# Jamming Space questions?



## Toogy (Apr 16, 2009)

I just recently quit my band and I'm looking at starting up a new one with the bass player & singer from the previous band.

We don't have a place to jam now though as we used to jam at the other guitar players house. I know I don't have any place for us to jam at my house and pretty sure the bass player is the same.

The idea that I came up with was for us to jam in the basement of the commercial store front that I currently rent for my photography studio. 

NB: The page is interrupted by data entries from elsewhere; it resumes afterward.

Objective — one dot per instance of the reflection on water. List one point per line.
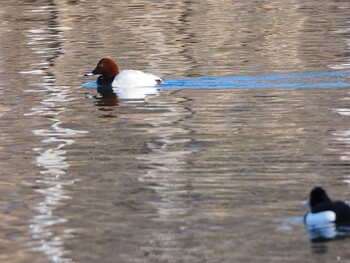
(250, 118)
(51, 155)
(52, 164)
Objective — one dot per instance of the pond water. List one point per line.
(215, 168)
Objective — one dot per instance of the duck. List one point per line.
(324, 211)
(110, 75)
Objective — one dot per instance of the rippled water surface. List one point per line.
(255, 111)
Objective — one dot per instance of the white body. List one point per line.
(135, 78)
(320, 218)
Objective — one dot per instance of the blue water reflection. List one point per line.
(332, 79)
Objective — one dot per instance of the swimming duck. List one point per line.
(110, 75)
(324, 210)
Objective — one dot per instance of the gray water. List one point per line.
(212, 171)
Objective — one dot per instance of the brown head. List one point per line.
(105, 67)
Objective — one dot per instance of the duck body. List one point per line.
(135, 78)
(325, 211)
(110, 75)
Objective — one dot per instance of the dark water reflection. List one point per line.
(214, 169)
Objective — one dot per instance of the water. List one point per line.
(215, 168)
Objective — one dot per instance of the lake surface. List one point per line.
(254, 113)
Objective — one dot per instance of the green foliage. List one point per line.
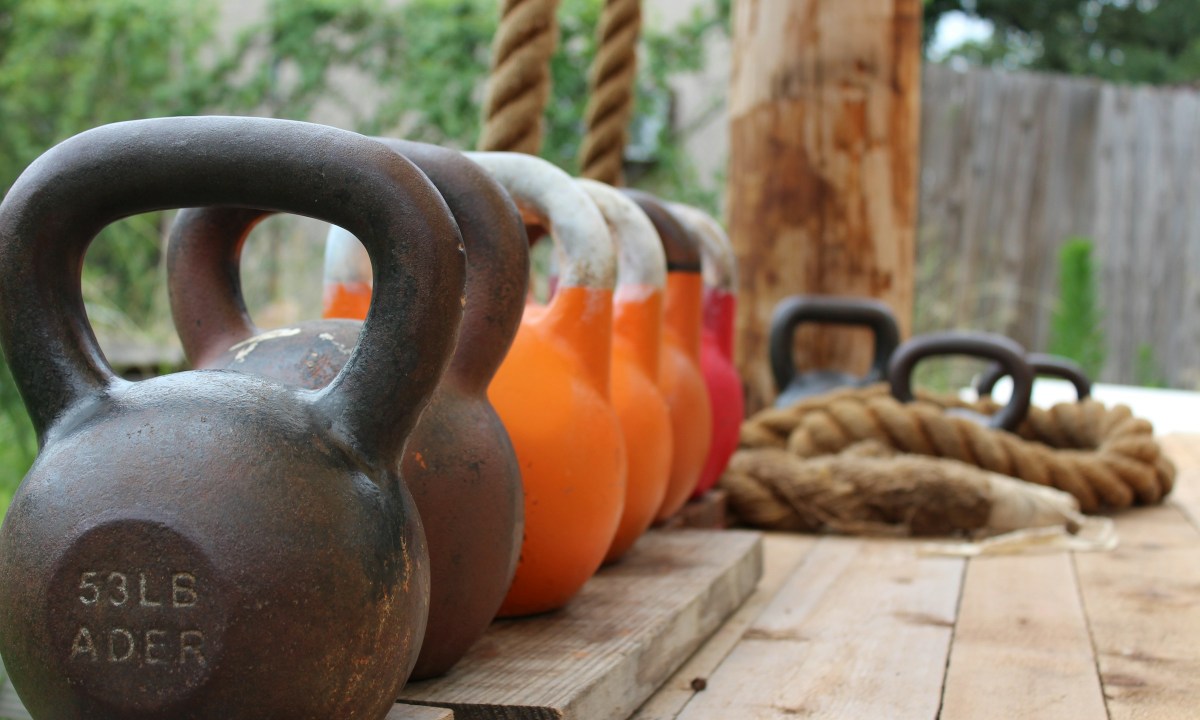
(1075, 324)
(1135, 41)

I was wondering if anyone had any experience with trying something like this? There are tenants in the upstairs apartments, but I would guess that's a good 50 feet above the basement. It is a pretty old building with a brick wall basement.

Any tips or advice?

Thanks


----------



## greco (Jul 15, 2007)

I'm betting that the biggest problem is going to be preventing the low frequncy sound(s) from "spreading" through the building.

Cheers

Dave


----------



## Budda (May 29, 2007)

I'd talk to the tenants and ask if they're ok with it, do a quick at-volume trial to see if they can hear it - if all goes well, proceed.


----------



## hollowbody (Jan 15, 2008)

I almost guarantee you that the drums will be heard. Ditto with bass.

If you have a drop ceiling in the basement, maybe try to stick some insulation up there, but yeah, drums are loud. I used to live in a 3 storey house and we had a kit in the basement and on the 3rd floor I could hear them well enough to tell you what song was being played.

I'd second the recommendation to try them at full tilt with the neighbours upstairs and see if they think it will be intrusive or not.

For the bass, get it up off the floor and away from walls. It'll sound like a turd set-up that way, but otherwise the walls and floor will just reinforce the bass. Try sitting the amp on hockey pucks or something else rubbery underneath to de-couple it from the floor and move it out to the middle of the room. Awkward set-up, but them's the breaks.


----------



## RIFF WRATH (Jan 22, 2007)

where are you located????


----------



## Toogy (Apr 16, 2009)

St. Thomas, Ontario


----------



## zontar (Oct 25, 2007)

Also, depending on how any heating and ventilation is set up you could get sound traveling through that way.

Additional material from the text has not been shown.